I refuse to sugar coat motherhood & here’s why.

My daughter is only one and a half, so I have many many years before I have “the talk” with her. You know, the dreaded, anxiety ridden, sex talk in which I’ll have to explain how babies are made. I’ll have to follow up with stories of motherhood and like many mothers, we can’t help but to repeat our pregnancy or birth stories over and over. And as the years pass, we tend to focus on the best parts, the amazing memories of motherhood and pregnancy. Most moms reminisce about the feelings associated with those first kicks, the funny cravings, and the first time we held our babies. We tend to down play the morning sickness, the pain, the fear, anxiety, and stress that also comes along with pregnancy, birth, and motherhood. We tend to say things like “it was hard, but it was all worth it in the end,” or “being a mom is tough but I wouldn’t have it any other way.”My entire life, before becoming a mom, I was told cliche things just like that about motherhood. Things like “It was the most difficult job, yet the most rewarding.” When you hear things like that, it sounds amazing. It sounds kind of easy. Sure, I’ll be tired and my life will be different, but I’ll always be happy because I’ll have my sweet child, I thought. That’s what I took away from these sayings. But now I know it’s really not that simple. We’re selling ourselves short by summing up motherhood in these over simplified, sugar-coated, sayings. And worst of all, we’re not preparing our daughters for motherhood, real motherhood at least.
One day I’ll have a talk with my daughter and I want to be brutally honest. I don’t want to scare her out of becoming a mother but I don’t want to romanticize motherhood either. I want her to know that I wanted to be a mother but honestly, I hadn’t really known what that entailed.
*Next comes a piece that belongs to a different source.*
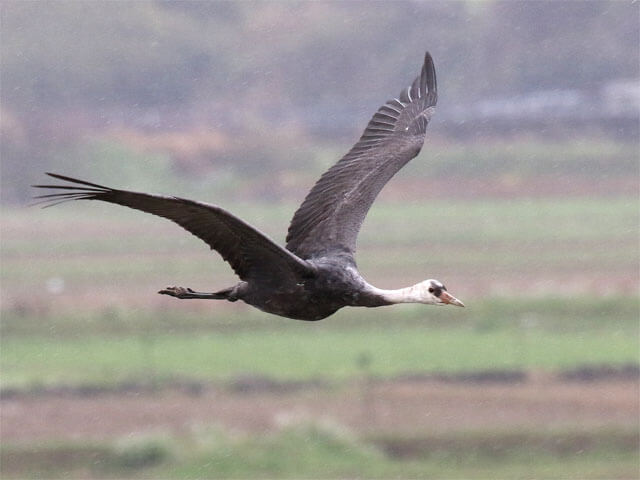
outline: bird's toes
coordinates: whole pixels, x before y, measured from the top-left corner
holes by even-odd
[[[163,288],[162,290],[158,291],[158,293],[160,295],[171,295],[172,297],[177,297],[183,294],[184,291],[185,289],[182,287],[172,286],[172,287]]]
The images in the media, like movies and television, are not accurate examples of motherhood and not the way she should anticipate motherhood to be. Celebrities and social media users only share the happy moments as well. I want her to know that motherhood is life changing, and these changes are not alway easy or desired. After becoming a mom most women will be different both physically and mentally. 

Sleep isn’t the only thing you loose out on when you become a mother. You can feel like you’re losing your identity, your mind, and you will lose your patience. You will lose friends and most of your social life. And though you’re over the moon about being a mother, you are also overwhelmed and anxious. I want my daughter to know, it’s not just “bad mothers” who suffer from postpartum depression or have thoughts of regret. And you’re not a bad mother if some of the changes that come along with motherhood sometimes make you sad.

Why is it so important for me to show this side of motherhood? Because I myself had a very unrealistic expectation of motherhood and it made me unhappy for quite a while. Had I known that it was normal and even very common to feel some of these emotions, the anxiety the uneasiness, I would’ve tried to seek help much sooner or at least I would’ve stopped beating myself up about it. But, since I thought motherhood was supposed to be “hard but worth it” I thought I had to suffer through these feelings and emotions because that’s what “good moms” did.

I don’t regret having my daughter and that’s not the message I’m trying to convey, but I want her to know, good moms have it rough. One day if she decides to become a mom, I want her to know that asking for help is necessary for her survival and it doesn’t make her less of a mom. I had tried to do it all. I tried to breastfeed, pump, make homemade baby food, cook, clean, and keep up with everyone around me, all on 3-4 hours of sleep. I was ashamed to ask for help. I was embarrassed to admit I had trouble keeping up with life in general. I felt terrible that I didn’t enjoy every single moment. After all, weren’t other mothers able to do the same? Didn’t moms for many generations some how get it all done on their own? I thought motherhood was supposed to be easy, and if it was difficult it only meant I was a terrible mom. But I couldn’t keep up and I felt like a failure. 

I want my daughter to know that I was not perfect, despite all the of photos she will see of us laughing and cuddling. I questioned if I was good enough and sometimes I wasn’t good enough. Sometimes I had to take a “mom break” because it’s not all amazing. It’s scary. Yes, it’s all worth it but it’s a long and painful journey before you get to that point. Pregnancy is beautiful but it’s terrifying. The nausea, the endless tests and sonograms, the doctor appointments and the anxiety is a lot to handle. Childbirth is different for everyone and you never know what will happen. And motherhood, never gets easier, you just try your best to adjust. And even a year in, I’m still adjusting. I still haven’t been able to come up for air. 

But now I know, it’s okay to ask for help, to not be perfect, and that real moms have a very tough job. It’s okay to admit that it was nothing like you expected and that it’s sometimes too much, because that’s motherhood, honestly and uncut.